The New York Times has an interesting report today that male contraceptives in human trials appear to work, generally by reducing sperm output to the point of infertility. From the story:

Male contraceptives are attracting growing interest from scientists, who believe they hold promise for being safe, effective and, also important, reversible. “We have a number of irons in the fire,” said Diana L. Blithe, program director for contraceptive development for the National Institute of Child Health and Human Development. “I think men actually do want to do this.”

While male contraception has been studied before, no method met the stringent safety and effectiveness criteria that female methods do. It was also unclear whether men would use them. Now, scientific advances are producing approaches that could pass muster. Prompted by women’s organizations, global health groups and surveys indicating that men are receptive, federal agencies are financing research . . .

The most studied approach in the United States uses testosterone and progestin hormones, which send the body signals to stop producing sperm. While effective and safe for most men, they have not worked for everyone, and questions about side effects remain. So scientists are also testing other ways of interrupting sperm production, maturation or mobility.

The good news is that safe and effective male contraceptives would have far fewer ethical controversies associated with them than most current non-barrier female methods:

  • There would be no arguments about whether the technique was an abortifacient, since the medication prevents sperm from forming or maturing sufficiently to fertilize an egg.
  • There would be no argument about whether the contraception prevented ovulation or implantation, as with the female birth control pill.
  • There would be no arguments, as often now rage about female birth control that prevent implantation, as to whether creating an inhospitable uterine environment takes the life of an early embryo.
  • There would be no arguments about whether a woman carrying an embryo in her fallopian tube is yet actually pregnant.
  • Finally, I think a male contraceptive would promote greater societal comity since fewer pharmacists would presumably object to dispensing the male contraception, than female forms such as the “morning after pill,” since by doing so they would not possibly be complicit in the taking of a nascent human life.

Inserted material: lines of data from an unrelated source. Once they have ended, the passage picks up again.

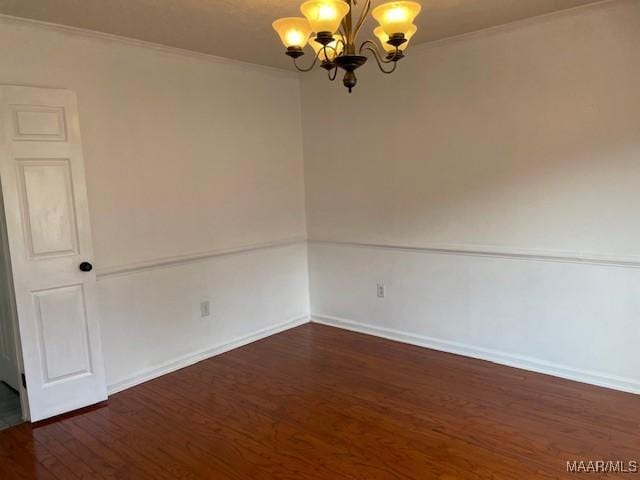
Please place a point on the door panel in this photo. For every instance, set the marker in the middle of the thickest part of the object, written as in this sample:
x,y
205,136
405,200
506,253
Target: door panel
x,y
62,329
42,172
47,204
33,123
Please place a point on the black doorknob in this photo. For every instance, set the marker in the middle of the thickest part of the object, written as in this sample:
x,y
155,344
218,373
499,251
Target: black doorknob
x,y
85,267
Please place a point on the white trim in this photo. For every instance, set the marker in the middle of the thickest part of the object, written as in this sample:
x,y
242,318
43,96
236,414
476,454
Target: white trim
x,y
515,24
195,357
166,49
193,257
78,31
517,361
500,252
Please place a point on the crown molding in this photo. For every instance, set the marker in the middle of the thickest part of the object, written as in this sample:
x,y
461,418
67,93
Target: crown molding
x,y
516,24
132,42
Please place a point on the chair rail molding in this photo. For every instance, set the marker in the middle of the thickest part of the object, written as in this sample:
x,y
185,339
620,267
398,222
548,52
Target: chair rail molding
x,y
475,250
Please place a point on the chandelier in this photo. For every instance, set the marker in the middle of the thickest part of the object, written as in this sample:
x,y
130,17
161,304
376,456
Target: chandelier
x,y
334,38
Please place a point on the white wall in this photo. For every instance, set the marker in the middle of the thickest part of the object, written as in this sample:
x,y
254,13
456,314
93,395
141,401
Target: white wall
x,y
500,173
186,157
9,369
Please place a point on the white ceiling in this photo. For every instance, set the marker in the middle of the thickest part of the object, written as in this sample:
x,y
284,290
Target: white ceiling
x,y
241,29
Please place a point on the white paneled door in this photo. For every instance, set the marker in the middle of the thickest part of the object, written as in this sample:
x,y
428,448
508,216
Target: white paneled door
x,y
45,196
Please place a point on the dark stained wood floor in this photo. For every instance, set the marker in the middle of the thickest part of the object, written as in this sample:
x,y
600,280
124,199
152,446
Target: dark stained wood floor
x,y
321,403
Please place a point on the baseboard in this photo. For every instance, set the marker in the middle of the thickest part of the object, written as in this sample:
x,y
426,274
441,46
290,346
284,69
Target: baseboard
x,y
195,357
525,363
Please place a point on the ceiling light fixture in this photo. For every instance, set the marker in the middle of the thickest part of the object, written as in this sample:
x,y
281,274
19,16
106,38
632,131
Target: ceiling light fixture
x,y
331,24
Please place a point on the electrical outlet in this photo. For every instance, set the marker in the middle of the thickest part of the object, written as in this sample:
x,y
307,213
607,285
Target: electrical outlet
x,y
205,309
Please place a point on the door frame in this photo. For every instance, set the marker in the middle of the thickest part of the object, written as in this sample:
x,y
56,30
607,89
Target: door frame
x,y
4,250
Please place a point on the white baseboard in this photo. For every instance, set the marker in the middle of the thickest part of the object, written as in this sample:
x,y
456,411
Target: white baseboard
x,y
195,357
526,363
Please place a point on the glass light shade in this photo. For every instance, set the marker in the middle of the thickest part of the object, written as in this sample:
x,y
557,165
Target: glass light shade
x,y
325,15
334,48
396,17
384,38
293,31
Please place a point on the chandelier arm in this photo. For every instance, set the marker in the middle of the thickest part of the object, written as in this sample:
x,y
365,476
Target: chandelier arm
x,y
381,62
313,64
365,12
372,47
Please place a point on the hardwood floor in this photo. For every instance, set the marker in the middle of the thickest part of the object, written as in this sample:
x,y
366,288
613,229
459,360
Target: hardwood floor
x,y
320,403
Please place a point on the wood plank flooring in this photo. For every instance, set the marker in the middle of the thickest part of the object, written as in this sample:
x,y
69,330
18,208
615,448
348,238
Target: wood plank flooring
x,y
321,403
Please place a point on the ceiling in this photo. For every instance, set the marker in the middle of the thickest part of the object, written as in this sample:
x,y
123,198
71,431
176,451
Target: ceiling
x,y
241,29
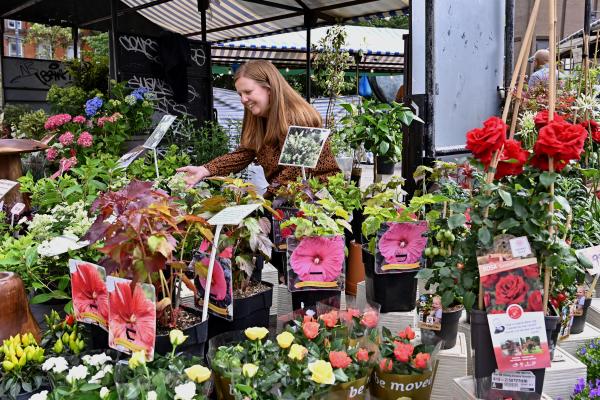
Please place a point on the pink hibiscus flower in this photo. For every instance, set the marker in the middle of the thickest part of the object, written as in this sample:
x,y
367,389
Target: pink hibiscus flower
x,y
90,295
318,259
403,243
132,316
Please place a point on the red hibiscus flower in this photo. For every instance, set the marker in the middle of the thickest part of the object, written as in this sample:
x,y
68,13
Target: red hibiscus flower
x,y
403,243
421,360
318,258
310,329
541,119
512,159
90,295
330,319
386,365
535,302
511,289
484,141
132,317
339,359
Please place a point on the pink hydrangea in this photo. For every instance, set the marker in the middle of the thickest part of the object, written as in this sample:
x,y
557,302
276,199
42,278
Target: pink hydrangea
x,y
56,121
66,138
51,154
85,139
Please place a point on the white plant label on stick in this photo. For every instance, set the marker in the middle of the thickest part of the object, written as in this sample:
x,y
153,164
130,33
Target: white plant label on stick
x,y
159,132
228,216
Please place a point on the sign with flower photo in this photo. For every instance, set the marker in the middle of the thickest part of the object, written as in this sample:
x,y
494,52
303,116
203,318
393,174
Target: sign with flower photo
x,y
89,292
131,316
400,246
221,287
316,262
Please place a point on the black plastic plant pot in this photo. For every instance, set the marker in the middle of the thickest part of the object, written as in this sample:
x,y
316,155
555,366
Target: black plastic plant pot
x,y
579,321
385,166
247,312
396,292
447,334
309,298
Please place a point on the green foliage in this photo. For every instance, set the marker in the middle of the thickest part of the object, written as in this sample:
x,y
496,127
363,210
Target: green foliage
x,y
68,99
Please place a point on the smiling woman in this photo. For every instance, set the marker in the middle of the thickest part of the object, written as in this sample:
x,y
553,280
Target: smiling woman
x,y
271,106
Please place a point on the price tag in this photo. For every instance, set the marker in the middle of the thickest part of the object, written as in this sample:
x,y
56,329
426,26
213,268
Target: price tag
x,y
520,247
520,381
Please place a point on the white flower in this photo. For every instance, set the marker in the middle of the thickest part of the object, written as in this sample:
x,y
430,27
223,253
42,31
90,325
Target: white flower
x,y
77,373
43,395
186,391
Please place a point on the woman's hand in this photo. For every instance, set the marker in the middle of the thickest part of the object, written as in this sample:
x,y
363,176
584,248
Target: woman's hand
x,y
194,174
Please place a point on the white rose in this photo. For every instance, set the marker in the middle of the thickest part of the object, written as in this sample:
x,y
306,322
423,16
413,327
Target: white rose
x,y
187,391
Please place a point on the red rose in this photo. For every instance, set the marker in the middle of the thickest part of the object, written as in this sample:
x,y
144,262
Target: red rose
x,y
512,159
511,289
541,119
339,359
535,302
489,281
531,271
483,142
310,329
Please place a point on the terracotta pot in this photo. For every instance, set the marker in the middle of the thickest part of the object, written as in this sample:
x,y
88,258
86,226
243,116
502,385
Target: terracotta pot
x,y
15,316
355,270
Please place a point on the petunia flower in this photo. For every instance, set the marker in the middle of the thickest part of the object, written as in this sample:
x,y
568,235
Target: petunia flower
x,y
318,258
403,243
90,295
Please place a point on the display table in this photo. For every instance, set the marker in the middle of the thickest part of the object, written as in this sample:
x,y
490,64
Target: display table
x,y
464,388
563,374
572,342
452,364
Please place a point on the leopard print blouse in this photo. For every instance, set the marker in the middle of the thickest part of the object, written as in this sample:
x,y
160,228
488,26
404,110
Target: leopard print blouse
x,y
268,158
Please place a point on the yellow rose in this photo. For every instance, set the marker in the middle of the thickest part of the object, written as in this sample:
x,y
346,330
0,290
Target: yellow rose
x,y
137,358
256,333
177,337
297,352
285,339
322,372
249,370
198,373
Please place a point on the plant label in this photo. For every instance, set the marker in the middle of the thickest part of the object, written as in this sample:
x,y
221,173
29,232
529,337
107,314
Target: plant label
x,y
303,146
159,132
6,186
233,215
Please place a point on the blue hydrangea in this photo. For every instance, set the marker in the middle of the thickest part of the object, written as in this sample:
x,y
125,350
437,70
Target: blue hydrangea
x,y
92,106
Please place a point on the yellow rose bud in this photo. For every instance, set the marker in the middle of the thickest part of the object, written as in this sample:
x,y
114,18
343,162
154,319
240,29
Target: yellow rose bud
x,y
297,352
322,372
137,358
285,339
249,370
177,337
198,373
256,333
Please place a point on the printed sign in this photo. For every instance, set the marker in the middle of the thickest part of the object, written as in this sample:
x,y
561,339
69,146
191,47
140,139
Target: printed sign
x,y
131,316
160,130
303,146
90,295
519,339
400,247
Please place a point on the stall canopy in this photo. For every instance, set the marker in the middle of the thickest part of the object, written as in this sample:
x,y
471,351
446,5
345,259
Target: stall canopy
x,y
382,48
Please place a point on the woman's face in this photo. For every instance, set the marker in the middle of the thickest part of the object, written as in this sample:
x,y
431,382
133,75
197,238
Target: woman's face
x,y
254,97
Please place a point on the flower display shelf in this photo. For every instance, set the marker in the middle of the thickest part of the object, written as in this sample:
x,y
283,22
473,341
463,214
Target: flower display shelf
x,y
452,364
572,342
464,389
593,317
563,374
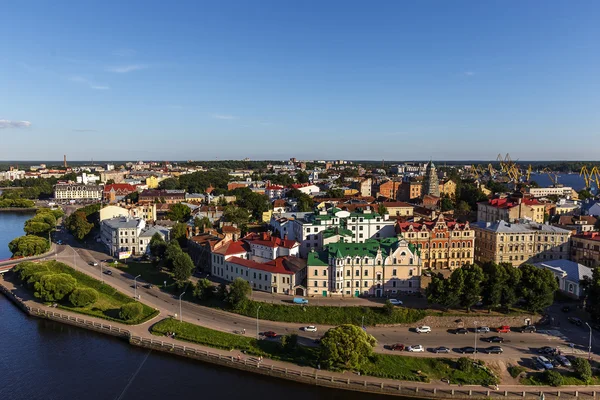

But that doesn’t mean there would not be a few rough patches to iron out. Some — such as the Catholic Church — would still have religious objections to male birth control as part of their general dogma against all forms of artificial contraception. The issue of insurance coverage for male contraception could thus become part of a broader discussion about whether the government can, or should, force such religious groups to cover birth control in their health insurance plans for empl0yees (or plans generally, as recently recommended to become part of Obamacare).

Of course, the question remains: Would men take drugs that interfered with their fertility? Given the general male squeamishness around their reproductive functions, I think there might be significant buyers’ resistance.